Mexibility
We are in the city - we cannot leave it

Intervention Mobilization, Crime and Security
Intervention Mobilization, Crime and Security | Photo: Agustin Estrada / Araceli Limón

Mobility, not as physical movement in the city, but as a question of social, economic and ecological movement, is the focus of Mexibility. The project was realized as part of the Year of Germany by the Goethe-Institut in Mexico and uses mapping, photography and narrative to make social and political circumstances palpable.

Mexibility consists of urban interventions, an atlas and an exhibition along with a wide-ranging accompanying programme. The project subtitle is taken from the 1987 poem “Hablo de la ciudad” (“I Speak of the City”) by Octavio Paz that describes a fictional city. The results and processes of seven mobility interventions by German and Mexican artists have been documented in the project’s final exhibition since March. Phenomena of Mexico’s present and past are examined critically in the context of current social challenges along seven axes. Artists take a look at these seven mobility axes in the publication Mexibility, Estamos en la ciudad, no podemos salir de ella (Mexico City 2017).

Installation by Armin Linke
Installation by Armin Linke | Photo: Agustin Estrada / Araceli Limón

I. History of mobility

From 1500 BC, Mesoamerica was a small world that people walked on foot – riding animals or the use of other means of transport was not necessary – over thousands of kilometres, over mountains and through valleys, physically, not only through indirect contacts. Indeed, pre-Columbian Mesoamerica was a largely mobile world.

Interview: Friedrich von Borries, curator of Mexibility, with Viola König, director of the Ethnological Museum
Intervention Cityscape of Mobility
Intervention Cityscape of Mobility | Photo: Agustin Estrada / Araceli Limón

II. Urban mobility landscapes

“Torment” is the word that best describes mobility in Mexico City. Anyone living in the city spends about four hours every day moving about in it. This means that two million people – every second inhabitant of Mexico – spends an entire month of the year moving about in the capital city.

Mariana Gándara in her essay “Mexico City Drift Club, or How to Recover Your Sight in a Few Easy Steps”
Intervention by Marjetica Potrc
Intervention by Marjetica Potrc | Photo: Agustin Estrada / Araceli Limón

III. Economic mobility in the context of neoliberalism and globalization

Social mobility has transformed the tone and rhythm of Mexico’s social, productive and political structures. In addition to capitalist societal progress, education, life expectancy, health care, social, civic and economic rights, this transformation also involves state-driven urbanization and industrialization.
Unlike in other emerging countries, this development is possible due to the wealth of the country and the size and dynamics of its internal market.

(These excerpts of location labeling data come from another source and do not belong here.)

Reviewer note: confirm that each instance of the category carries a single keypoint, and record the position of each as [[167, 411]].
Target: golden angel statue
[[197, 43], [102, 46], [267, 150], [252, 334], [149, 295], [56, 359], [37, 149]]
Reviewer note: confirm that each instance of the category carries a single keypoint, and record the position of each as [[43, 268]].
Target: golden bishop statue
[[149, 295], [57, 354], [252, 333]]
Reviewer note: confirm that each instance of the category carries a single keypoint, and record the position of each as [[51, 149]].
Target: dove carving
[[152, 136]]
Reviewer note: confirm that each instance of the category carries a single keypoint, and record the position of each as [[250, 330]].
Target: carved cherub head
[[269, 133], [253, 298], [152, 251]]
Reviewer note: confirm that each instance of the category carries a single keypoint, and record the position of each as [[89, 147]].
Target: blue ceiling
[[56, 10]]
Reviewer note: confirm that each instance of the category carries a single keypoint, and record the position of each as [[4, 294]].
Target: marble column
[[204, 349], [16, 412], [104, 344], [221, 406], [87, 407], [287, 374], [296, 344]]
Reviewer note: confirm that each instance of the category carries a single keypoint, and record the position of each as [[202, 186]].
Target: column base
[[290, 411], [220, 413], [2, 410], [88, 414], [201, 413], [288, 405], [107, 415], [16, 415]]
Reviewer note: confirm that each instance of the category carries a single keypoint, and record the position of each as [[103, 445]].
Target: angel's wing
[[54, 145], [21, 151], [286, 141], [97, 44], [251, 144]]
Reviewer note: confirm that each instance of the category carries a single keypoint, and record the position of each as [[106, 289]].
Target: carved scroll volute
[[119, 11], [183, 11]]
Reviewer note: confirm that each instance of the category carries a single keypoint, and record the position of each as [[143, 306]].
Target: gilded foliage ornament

Alicia Puyana, Mexico: The Strength of a Nation That Never Ceases to Surprise
Intervention Social Mobility
Intervention Social Mobility | Photo: Agustin Estrada / Araceli Limón

IV. Social mobility in an emerging market

The negative development in housing conditions for a majority of the Mexican population is an important factor in family development. Combined with other social factors, it explains the lack of social mobility in Mexico over recent decades.

Martha Schteingart, Social Housing Policies in Mexico, essay
Intervention by Christoph Faulhaber
Intervention by Christoph Faulhaber | Photo: Agustin Estrada / Araceli Limón

V. Mobilization, crime and security

Christoph Faulhaber launched a critical discourse on Mexico’s current situation and simultaneously experimented sculpturally and aesthetically with the confrontations of language, technology and materials: the police patrol car as a symbol of corruption and crime, the press and its discourse on everyday reality as an example of organic decomposition as well as the transformation of the most powerful symbol of national identity (the Mexican flag) into the categorical word MIERDA.

Victor Palacios, Mexicanization: The Work of Art as a Sovereign Reproduction of Punishment
Crushed Autogeddon
Crushed Autogeddon | Photo: Agustin Estrada / Araceli Limón

VI. Mobility and ecology

With regard to trade relations between Mexico and Germany, large automobile factories have existed in Mexico since the 1960s. As a result, our first conversations dealt with the emissions scandal at Volkswagen and the no less well-known Hoy No Circula programme for reducing air pollution in Mexico City, but primarily resulted in the topic of mobility as a need for large-scale urbanization projects in the valley of Mexico.

Paola Santoscoy, In Spite of It All
Intervention Post-individual Mobility
Intervention Post-individual Mobility | Photo: Agustin Estrada / Araceli Limón

VII. Post-individual mobility

I am interested in how we can get away from the idea that we are individuals, how we can get away from the notion that we can make individual choices. We live in a society that is structured by algorithms and highly complex systems. At the most, we can play along, but we cannot really be part of decision-making.

“Probebohrungen machen und Wunden offenlegen.” A conversation with Armen Avanessian

 
All Statements are taken from “On Space, Time, and Movement as a Principle in Mesoamerica.”